Graph Neural Networks (GNNs) have achieved state-of-the-art performance on various graph-related learning tasks. Due to the importance of safety in real-life applications, adversarial attacks and defenses on GNNs have attracted significant research attention. While the adversarial attacks successfully degrade GNNs’ performance significantly, the internal mechanisms and theoretical properties of graph-based attacks remain largely unexplored. In this paper, we develop deeper insights into graph structure attacks. Firstly, investigating the perturbations of representative attacking methods such as Metattack, we reveal that the perturbations are unevenly distributed on the graph. By analyzing empirically, we show that such perturbations shift the distribution of the training set to break the i.i.d. assumption. Although degrading GNNs’ performance successfully, such attacks lack robustness. Simply training the network on the validation set could severely degrade the attacking performance.

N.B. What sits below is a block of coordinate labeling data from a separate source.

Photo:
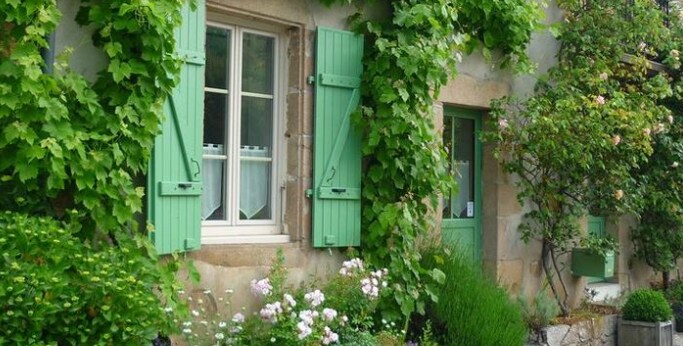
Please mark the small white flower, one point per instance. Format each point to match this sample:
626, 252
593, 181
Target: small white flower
503, 123
261, 287
290, 300
329, 314
238, 318
616, 139
315, 298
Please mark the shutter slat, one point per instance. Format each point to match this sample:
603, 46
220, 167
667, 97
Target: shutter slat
337, 145
174, 179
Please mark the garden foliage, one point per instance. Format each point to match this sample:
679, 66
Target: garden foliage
70, 150
574, 146
646, 305
472, 309
57, 289
658, 239
341, 311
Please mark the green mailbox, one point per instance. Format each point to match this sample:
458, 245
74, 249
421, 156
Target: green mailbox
586, 262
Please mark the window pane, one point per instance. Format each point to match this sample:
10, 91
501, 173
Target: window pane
215, 113
257, 122
217, 57
213, 175
255, 184
255, 156
258, 63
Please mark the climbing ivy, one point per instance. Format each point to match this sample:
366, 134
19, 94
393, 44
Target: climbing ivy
71, 150
408, 58
67, 144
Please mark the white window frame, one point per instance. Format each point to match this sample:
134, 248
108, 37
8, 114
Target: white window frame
233, 230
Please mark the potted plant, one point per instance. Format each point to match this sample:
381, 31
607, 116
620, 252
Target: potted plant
594, 257
646, 320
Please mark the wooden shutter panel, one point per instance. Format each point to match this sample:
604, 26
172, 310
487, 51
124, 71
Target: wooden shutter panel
337, 145
174, 179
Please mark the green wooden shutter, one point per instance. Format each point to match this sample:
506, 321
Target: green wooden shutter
337, 145
174, 179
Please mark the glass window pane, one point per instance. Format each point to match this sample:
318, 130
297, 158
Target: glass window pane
213, 178
463, 162
258, 55
217, 57
215, 114
448, 147
255, 158
257, 122
255, 184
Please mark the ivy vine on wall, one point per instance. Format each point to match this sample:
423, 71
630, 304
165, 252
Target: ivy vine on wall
67, 144
70, 151
408, 58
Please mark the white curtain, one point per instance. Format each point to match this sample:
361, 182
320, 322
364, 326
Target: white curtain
212, 176
254, 179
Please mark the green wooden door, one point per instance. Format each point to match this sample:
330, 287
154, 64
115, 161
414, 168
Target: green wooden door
337, 145
174, 179
461, 225
596, 227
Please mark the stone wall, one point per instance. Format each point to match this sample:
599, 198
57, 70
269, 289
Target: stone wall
599, 331
505, 256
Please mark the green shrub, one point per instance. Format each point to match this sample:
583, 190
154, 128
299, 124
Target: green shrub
472, 309
646, 305
54, 288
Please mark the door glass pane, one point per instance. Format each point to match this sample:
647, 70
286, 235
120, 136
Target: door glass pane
217, 57
258, 63
461, 151
255, 158
448, 147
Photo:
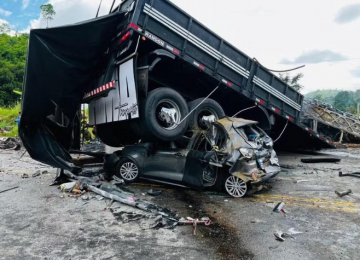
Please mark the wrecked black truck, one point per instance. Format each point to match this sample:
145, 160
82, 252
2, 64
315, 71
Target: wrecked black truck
150, 73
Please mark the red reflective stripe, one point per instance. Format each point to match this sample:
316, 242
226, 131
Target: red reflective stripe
132, 25
276, 110
125, 36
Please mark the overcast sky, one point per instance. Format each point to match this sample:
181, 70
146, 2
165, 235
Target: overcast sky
324, 35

To overcome the drawbacks, we propose a novel k-fold training strategy, leading to the Black-Box Gradient Attack algorithm. Extensive experiments are conducted to demonstrate that our proposed algorithm is able to achieve stable attacking performance without accessing the training sets. Finally, we introduce the first study to analyze the theoretical properties of graph structure attacks by verifying the existence of trade-offs when conducting graph structure attacks.